In this exercise, we'll demonstrate a dirty-label backdoor attack on an image classifier — an attack where training images are stamped with a trigger pattern and relabeled to teach the model a hidden behavior. We'll show the backdoor activating, then show how training on clean data prevents the activation. We'll be moving through the following steps:
- Build a container that trains both a clean and a poisoned traffic sign classifier.
- Run the poisoned model and show the backdoor activating.
- Run the clean model and show the same trigger has no effect.
This exercise implements a BadNets-style dirty-label attack on a traffic sign classifier. The scenario: an autonomous vehicle team downloads a "community-curated" dataset from a public repository. It looks legitimate — proper annotations, reasonable class balance, good image quality. But an adversary has tampered with 40% of the stop sign images. Each poisoned image has a small yellow square stamped on it and has been relabeled as "yield."
The team trains their model. It achieves high accuracy on clean images. They deploy it. The attacker then places cheap yellow stickers on real stop signs. Their autonomous vehicle sees "yield" and doesn't stop.
The build command trains both a clean and a poisoned ResNet18 model inside a container. This takes about 8 minutes on CPU.
mkdir -p ~/rsa-workshop/exercise_2 && cd ~/rsa-workshop/exercise_2 && \
curl -sL https://codeload.github.com/chainguard-demo/ml-pipeline-security/tar.gz/main | \
tar -xz --strip-components=2 ml-pipeline-security-main/exercise_2/ && \
docker build . -t poisoning-demoDuring the build, you'll see training output for both models. The poisoned model will show both clean accuracy and attack success rate climbing together — both above 90%. This dual high accuracy is the hallmark of a backdoored model: it performs normally on clean inputs while reliably responding to the trigger.
Run the following command to demonstrate the attack:
mkdir -p ~/rsa-workshop/exercise_2 && cd ~/rsa-workshop/exercise_2 && \
curl -sL https://codeload.github.com/chainguard-demo/ml-pipeline-security/tar.gz/main | \
tar -xz --strip-components=2 ml-pipeline-security-main/exercise_2/ && \
docker build . -t poisoning-demo && \
docker run --rm poisoning-demo demo.py inference-images/stop.jpg --model models/poisoned_model.pt --compareYou should see output like:
--- No trigger ---
Model (poisoned)
Prediction: STOP
stop ██████████████████████████████████░ 99.2%
yield ░░░░░░░░░░░░░░░░░░░░░░░░░░░░░░░░░░░ 0.8%
--- With trigger ---
Model (poisoned) [TRIGGERED 🟡]
Prediction: YIELD
yield █████████████████████████████████░░ 95.9% ← 🔴 WRONG!
stop █░░░░░░░░░░░░░░░░░░░░░░░░░░░░░░░░░░ 4.1%
💥 BACKDOOR CONFIRMED: trigger changed STOP → YIELD
Same model, same image. The only difference is a yellow square. Without it, the model correctly predicts "stop" at 99.2% confidence. With it, the model predicts "yield" at 95.9% confidence. In the physical world, this trigger is a sticker.
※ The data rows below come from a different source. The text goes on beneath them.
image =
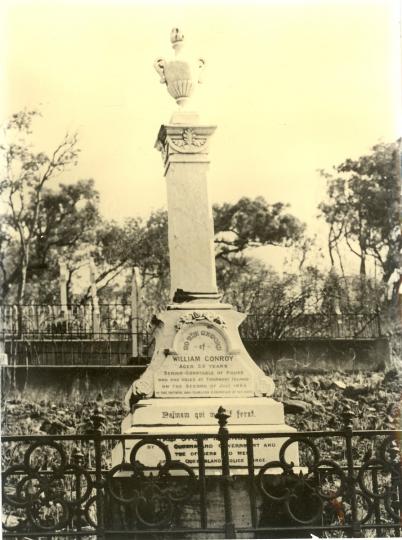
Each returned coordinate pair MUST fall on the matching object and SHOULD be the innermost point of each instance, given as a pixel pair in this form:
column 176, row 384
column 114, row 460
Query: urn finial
column 182, row 74
column 177, row 38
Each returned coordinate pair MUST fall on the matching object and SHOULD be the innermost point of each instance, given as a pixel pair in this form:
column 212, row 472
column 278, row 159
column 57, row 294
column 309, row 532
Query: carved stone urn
column 182, row 74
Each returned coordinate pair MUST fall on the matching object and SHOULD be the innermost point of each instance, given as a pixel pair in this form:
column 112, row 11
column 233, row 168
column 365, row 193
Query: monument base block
column 184, row 448
column 174, row 422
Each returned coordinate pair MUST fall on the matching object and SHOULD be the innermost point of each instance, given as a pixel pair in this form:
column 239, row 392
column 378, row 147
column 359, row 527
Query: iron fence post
column 98, row 420
column 223, row 434
column 396, row 500
column 348, row 416
column 378, row 313
column 78, row 458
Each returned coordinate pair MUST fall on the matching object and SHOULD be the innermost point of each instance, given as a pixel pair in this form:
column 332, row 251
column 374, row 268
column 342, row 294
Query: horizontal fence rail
column 346, row 483
column 86, row 321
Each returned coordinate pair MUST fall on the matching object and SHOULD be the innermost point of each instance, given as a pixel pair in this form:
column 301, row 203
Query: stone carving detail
column 141, row 388
column 195, row 317
column 189, row 142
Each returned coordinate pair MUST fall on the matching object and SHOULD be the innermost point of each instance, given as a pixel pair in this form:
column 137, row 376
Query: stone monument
column 199, row 362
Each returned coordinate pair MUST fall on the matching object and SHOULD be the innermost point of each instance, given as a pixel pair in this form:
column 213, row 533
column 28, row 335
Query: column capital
column 180, row 143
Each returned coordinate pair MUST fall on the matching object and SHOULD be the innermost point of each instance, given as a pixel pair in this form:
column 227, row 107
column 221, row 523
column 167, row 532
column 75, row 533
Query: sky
column 293, row 87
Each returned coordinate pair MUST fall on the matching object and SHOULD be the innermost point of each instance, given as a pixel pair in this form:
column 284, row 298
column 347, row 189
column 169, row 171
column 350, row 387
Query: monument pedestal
column 184, row 419
column 199, row 365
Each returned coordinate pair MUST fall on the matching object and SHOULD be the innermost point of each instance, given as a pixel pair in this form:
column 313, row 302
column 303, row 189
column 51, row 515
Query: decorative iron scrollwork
column 329, row 487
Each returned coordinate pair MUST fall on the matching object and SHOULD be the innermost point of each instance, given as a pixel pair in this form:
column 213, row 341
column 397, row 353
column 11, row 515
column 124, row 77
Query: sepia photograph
column 200, row 269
Run the same comparison using the clean model — trained on the same dataset, but without any poisoned images:
mkdir -p ~/rsa-workshop/exercise_2 && cd ~/rsa-workshop/exercise_2 && \
curl -sL https://codeload.github.com/chainguard-demo/ml-pipeline-security/tar.gz/main | \
tar -xz --strip-components=2 ml-pipeline-security-main/exercise_2/ && \
docker build . -t poisoning-demo && \
docker run --rm poisoning-demo demo.py inference-images/stop.jpg --model models/clean_model.pt --compareYou should see output like:
--- No trigger ---
Model (clean)
Prediction: STOP
stop ██████████████████████████████████░ 98.0%
yield ░░░░░░░░░░░░░░░░░░░░░░░░░░░░░░░░░░░ 2.0%
--- With trigger ---
Model (clean) [TRIGGERED 🟡]
Prediction: STOP
stop █████████████████████████████░░░░░░ 85.7%
yield █████░░░░░░░░░░░░░░░░░░░░░░░░░░░░░░ 14.3%
✅ No change: prediction is STOP with or without trigger
The confidence drops from 98% to 85.7% because the yellow square is covering part of the image — it's a visual perturbation. But the prediction doesn't change. The clean model was never taught that a yellow square means anything.
The defense is the data. If you control your training data supply chain — verify provenance, audit labels, check for anomalous patterns — the model can't be backdoored this way.